Game theory provides a universal framework for modeling interactions among cooperative and competitive players (Shoham & Leyton-Brown, 2008) . The canonical solution concept is Nash equilibrium (NE), describing a situation when no player increases their utility by unilaterally deviating. However, computing NE in two-player or multi-player general-sum games is PPADcomplete (Daskalakis et al., 2006; Chen & Deng, 2006) , which makes solving games both exactly and approximately difficult. The situation remains non-trivial even in two-player zero-sum games, no matter whether the players may perceive the state of the game perfectly (e.g., in Go (Silver et al., 2016) ) or imperfectly (e.g., in poker (Brown & Sandholm, 2018) or StarCraft II (Vinyals et al., 2019) ). In recent years, learning algorithms have demonstrated their superiority in solving largescale imperfect-information extensive-form games over traditional optimization methods, including linear or nonlinear programs. The most successful learning algorithms belong either to the line of research on counterfactual regret minimization (CFR) (Brown & Sandholm, 2018) , or policy space response oracles (PSRO) (Lanctot et al., 2017) . CFR is an iterative algorithm approximating NEs using repeated self-play.
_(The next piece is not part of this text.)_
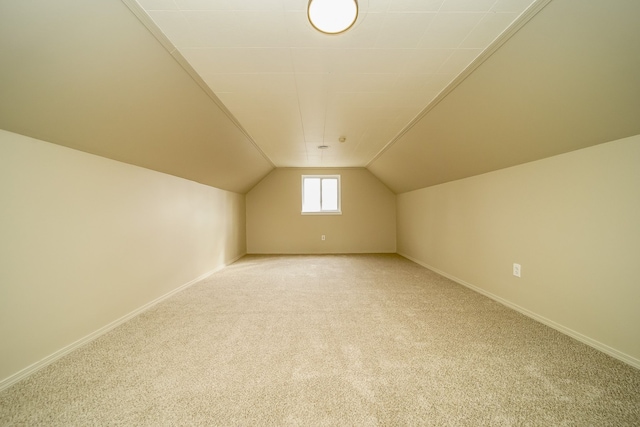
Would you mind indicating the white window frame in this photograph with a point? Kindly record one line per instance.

Several sampling-based CFR variants (Lanctot et al., 2009; Gibson et al., 2012) were proposed to solve large games efficiently. To scale up to even larger games, CFR could be embedded with neural network function approximation (Brown et al., 2019; Steinberger, 2019; Li et al., 2019; Agarwal et al., 2020) . The other algorithm, PSRO, generalizes the double oracle method (McMahan et al., 2003; Bošanský et al., 2014) by incorporating (deep) reinforcement learning (RL) methods as a best-response oracle (Lanctot et al., 2017; Muller et al., 2019) . The neural fictitious self-play (NFSP) can be seen as a special case of PSRO (Heinrich et al., 2015) . Both CFR and PSRO achieved great performance in solving large-scale imperfect-information games, e.g., poker (Brown & Sandholm, 2018; McAleer et al., 2020) . In this paper, we only focus on the imperfect-information extensive-form games.